After its users were caught up in a malicious ad script, MetaMask, a famous Web3 crypto wallet, became a victim of a phishing attack. This attack has led to the compromise of several high-profile crypto wallets.
The phishing attack came as the cryptocurrency ecosystem faced several challenges, including declining market value. This week has been a tough and delicate crypto world. First, the biggest exchange, Coinbase in America, the third-largest stablecoin globally, collapsed. As a result, the crypto market lost over $400 billion.
According to the decentralised finance channel, DeFiPrime, CoinGecko, and Etherscan were also victims of the targeted phishing attack. Usually, when visiting a website, users of MetaMask get a prompt that pops up in between their perusing the site.
Phishing Attacks on the Rise!
On Saturday, May 14th, a report was circulated by CoinGecko stating that a harmful ad script had been posted on the platform. According to the report, the malicious ad was posted by Coinzilla, a crypto ad network. Although there was a claim that the ad had been disabled, it was advised not to link wallets back to the platform until the portal is considered safe for use.
In this case, crypto wallet users were specifically targeted in the phishing attack. Malicious links were shared to popular NFT projects through some popups in the form of ads.

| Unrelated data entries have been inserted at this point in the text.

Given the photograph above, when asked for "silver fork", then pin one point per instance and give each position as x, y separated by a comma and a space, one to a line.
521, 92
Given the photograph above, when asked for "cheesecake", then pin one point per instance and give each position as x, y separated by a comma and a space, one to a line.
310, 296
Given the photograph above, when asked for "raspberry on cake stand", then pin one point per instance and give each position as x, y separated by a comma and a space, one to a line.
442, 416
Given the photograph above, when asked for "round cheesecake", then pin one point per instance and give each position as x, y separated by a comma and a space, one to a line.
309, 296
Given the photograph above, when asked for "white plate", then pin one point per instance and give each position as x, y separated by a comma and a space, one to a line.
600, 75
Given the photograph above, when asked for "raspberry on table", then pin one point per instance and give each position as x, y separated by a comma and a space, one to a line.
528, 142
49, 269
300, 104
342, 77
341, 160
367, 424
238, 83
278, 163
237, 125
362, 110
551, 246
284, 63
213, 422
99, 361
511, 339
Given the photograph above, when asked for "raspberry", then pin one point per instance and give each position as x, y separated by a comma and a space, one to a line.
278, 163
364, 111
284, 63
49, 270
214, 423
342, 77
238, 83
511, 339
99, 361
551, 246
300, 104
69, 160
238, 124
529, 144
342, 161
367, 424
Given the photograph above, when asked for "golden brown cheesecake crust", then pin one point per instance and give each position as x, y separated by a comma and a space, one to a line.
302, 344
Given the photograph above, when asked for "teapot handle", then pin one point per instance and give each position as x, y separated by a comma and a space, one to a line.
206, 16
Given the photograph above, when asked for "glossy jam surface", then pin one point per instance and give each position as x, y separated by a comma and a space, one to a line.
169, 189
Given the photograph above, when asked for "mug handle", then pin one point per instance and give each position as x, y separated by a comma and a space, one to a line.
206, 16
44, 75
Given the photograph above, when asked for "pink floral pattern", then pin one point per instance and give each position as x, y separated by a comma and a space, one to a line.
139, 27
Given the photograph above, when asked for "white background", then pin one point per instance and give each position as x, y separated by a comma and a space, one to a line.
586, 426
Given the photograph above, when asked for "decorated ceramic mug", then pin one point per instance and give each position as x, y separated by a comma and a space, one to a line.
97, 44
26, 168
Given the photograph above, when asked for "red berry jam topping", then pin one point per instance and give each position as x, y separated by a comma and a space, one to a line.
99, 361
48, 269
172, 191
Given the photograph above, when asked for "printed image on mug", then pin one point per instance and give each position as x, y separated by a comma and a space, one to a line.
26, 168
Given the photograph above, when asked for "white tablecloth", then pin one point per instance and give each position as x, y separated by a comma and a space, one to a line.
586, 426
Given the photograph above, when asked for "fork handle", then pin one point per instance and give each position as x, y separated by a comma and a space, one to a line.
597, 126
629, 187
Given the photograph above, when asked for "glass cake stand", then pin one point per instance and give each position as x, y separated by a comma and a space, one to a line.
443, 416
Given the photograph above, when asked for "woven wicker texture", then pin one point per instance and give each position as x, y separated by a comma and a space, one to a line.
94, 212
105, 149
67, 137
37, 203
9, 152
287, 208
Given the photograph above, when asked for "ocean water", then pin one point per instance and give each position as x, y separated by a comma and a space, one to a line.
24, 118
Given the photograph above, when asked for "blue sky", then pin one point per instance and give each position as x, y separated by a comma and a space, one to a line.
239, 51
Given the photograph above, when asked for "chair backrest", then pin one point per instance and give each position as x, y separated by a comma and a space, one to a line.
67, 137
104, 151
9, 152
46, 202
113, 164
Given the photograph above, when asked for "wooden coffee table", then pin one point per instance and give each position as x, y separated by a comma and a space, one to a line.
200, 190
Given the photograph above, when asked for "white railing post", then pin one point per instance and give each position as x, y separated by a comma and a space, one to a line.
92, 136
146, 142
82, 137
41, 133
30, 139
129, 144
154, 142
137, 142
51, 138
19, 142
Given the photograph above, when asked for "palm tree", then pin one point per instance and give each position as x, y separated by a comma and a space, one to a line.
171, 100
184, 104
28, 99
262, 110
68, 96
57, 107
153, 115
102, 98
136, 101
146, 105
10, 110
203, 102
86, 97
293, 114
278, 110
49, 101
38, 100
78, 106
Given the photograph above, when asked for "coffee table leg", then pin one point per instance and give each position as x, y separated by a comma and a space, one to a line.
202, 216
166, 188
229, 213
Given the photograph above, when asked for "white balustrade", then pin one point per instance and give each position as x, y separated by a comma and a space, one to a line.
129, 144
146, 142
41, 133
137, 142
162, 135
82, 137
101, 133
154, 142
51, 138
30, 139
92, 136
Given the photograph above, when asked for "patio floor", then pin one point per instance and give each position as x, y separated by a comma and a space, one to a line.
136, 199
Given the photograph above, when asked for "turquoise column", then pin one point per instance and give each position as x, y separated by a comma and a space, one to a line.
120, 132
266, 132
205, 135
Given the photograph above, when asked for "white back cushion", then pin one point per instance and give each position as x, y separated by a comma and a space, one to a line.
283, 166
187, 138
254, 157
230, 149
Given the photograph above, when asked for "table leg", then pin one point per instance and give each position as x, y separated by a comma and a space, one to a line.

One of the NFT projects is the Bored Ape Yacht Club.
According to the statement gotten from Etherscan, “We’ve received reports of phishing popups via a 3rd party integration and are currently investigating.” Please be careful not to confirm any transactions that pop up on the website. “
DexTools, another crypto-based app website that was also compromised, warned its users not to confirm any transactions until the coast was clear. In addition, as a further means of protecting users, the platform has disabled all ads.
Google and Facebook have been manipulated at some point by these actors, which is similar to what is experienced by other major platforms. The popular NFT marketplace, OpenSea, has also been a victim of phishing attacks that resulted in a large loss in value and volume.